Notice that from $\langle Av,v\rangle \le -\|v\|^2, \forall v \in V$ follows that $A$ is hermitian. Indeed, we can write $A = B+iC$ for some hermitian matrices $B, C$. Then if $\lambda$ is an eigenvalue of $C$ with unit eigenvector $v$, we have $$\overbrace{\langle Bv,v\rangle}^{\in\mathbb{R}}+i\lambda= \langle Bv,v\rangle + i\langle Cv,v\rangle = \langle Av,v\rangle \in \mathbb{R}$$ so $\lambda = 0$. It follows that $C = 0$ so $A = B$ which is hermitian.
Therefore $A$ is diagonalizable with eigenvalues $\lambda_1, \ldots, \lambda_n \le- 1$ (this follows easily from $\langle Av,v\rangle \le -\|v\|^2, \forall v \in V$).
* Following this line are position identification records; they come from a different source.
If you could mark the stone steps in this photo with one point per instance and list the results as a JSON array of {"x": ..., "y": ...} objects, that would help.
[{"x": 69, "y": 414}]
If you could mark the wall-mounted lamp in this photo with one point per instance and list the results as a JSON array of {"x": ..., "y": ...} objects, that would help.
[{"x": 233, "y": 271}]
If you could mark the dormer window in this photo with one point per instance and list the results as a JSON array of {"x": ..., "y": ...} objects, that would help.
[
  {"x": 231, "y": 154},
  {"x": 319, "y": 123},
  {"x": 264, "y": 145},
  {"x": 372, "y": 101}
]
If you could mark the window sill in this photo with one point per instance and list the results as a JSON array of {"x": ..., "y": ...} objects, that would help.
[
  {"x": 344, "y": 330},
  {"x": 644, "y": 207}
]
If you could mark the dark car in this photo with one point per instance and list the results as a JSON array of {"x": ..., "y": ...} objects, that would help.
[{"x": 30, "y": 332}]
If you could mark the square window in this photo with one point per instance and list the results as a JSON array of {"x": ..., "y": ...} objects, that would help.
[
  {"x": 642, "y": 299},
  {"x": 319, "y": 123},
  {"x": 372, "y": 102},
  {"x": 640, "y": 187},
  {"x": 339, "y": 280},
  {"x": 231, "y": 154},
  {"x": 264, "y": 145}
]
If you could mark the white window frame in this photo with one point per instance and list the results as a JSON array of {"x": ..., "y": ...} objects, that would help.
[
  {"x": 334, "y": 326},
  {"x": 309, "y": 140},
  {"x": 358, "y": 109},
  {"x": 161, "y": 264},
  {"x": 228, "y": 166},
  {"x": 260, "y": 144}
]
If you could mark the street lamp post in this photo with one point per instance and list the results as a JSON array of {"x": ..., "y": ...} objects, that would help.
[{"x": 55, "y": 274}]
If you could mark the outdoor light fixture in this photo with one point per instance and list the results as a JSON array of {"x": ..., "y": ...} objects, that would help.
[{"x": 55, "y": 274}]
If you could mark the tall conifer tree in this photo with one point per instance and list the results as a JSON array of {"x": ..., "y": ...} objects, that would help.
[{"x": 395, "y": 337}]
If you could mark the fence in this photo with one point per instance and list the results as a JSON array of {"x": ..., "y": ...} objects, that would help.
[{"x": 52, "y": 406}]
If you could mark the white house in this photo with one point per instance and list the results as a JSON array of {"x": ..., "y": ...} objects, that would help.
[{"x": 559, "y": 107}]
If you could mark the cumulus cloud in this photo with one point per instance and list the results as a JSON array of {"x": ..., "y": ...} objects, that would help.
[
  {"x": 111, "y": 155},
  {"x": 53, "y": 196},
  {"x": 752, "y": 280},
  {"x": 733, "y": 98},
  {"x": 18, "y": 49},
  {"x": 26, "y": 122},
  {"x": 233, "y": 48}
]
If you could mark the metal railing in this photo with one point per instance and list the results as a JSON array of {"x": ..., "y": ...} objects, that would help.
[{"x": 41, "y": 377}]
We have $$A = P^{-1}\operatorname{diag}(\lambda_1, \ldots, \lambda_n)P$$
so
$$e^{tA} = e^{P^{-1}\operatorname{diag}(t\lambda_1, \ldots, t\lambda_n)P} = P^{-1}\operatorname{diag}(e^{t\lambda_1}, \ldots, e^{t\lambda_n})P \xrightarrow{t\to\infty} 0$$ since $t\lambda_k \to -\infty$ for all $k=1, \ldots, n$.
Solution without using spectral theory.
Choose $f:R\rightarrow R$ for given $v\in V $ with $f(t) = e^{tA}(v) \cdot e^{tA}(v) $
Then $f^{'}(t)=Ae^{tA}(v)\cdot e^{tA}(v)+e^{tA}(v)\cdot Ae^{tA}(v) = 2 (Ae^{tA}v \cdot e^{tA}(v)) \leq -2|e^{tA}(v)|^2=-2f(t)$
As $\forall t. f(t)>0 \implies \forall t. f^{'}(t)\leq-2f(t)\le0$, $f(t)$ is non-increasing and bounded below by $0$.
Thus, $lim_{t\rightarrow \infty }f(t)=l$ for some limit $l$, and $lim_{t\rightarrow \infty } f^{'}(t)=0$.
Suppose $l >0$, then $lim_{t\rightarrow \infty }\frac{1}{2}f^{'}(t)=Ae^{tA}(v)\cdot e^{tA}(v) \leq - |e^{tA}(v)|^2=-l^2 < 0$.
Yet, $lim_{t\rightarrow \infty }f^{'}(t)=0$. Contradiction.
So, $lim_{t\rightarrow \infty }f(t)=e^{tA}(v) \cdot e^{tA}(v) =0$ and thus $lim_{t\rightarrow \infty }e^{tA}(v)=0$ for all $v \in V$.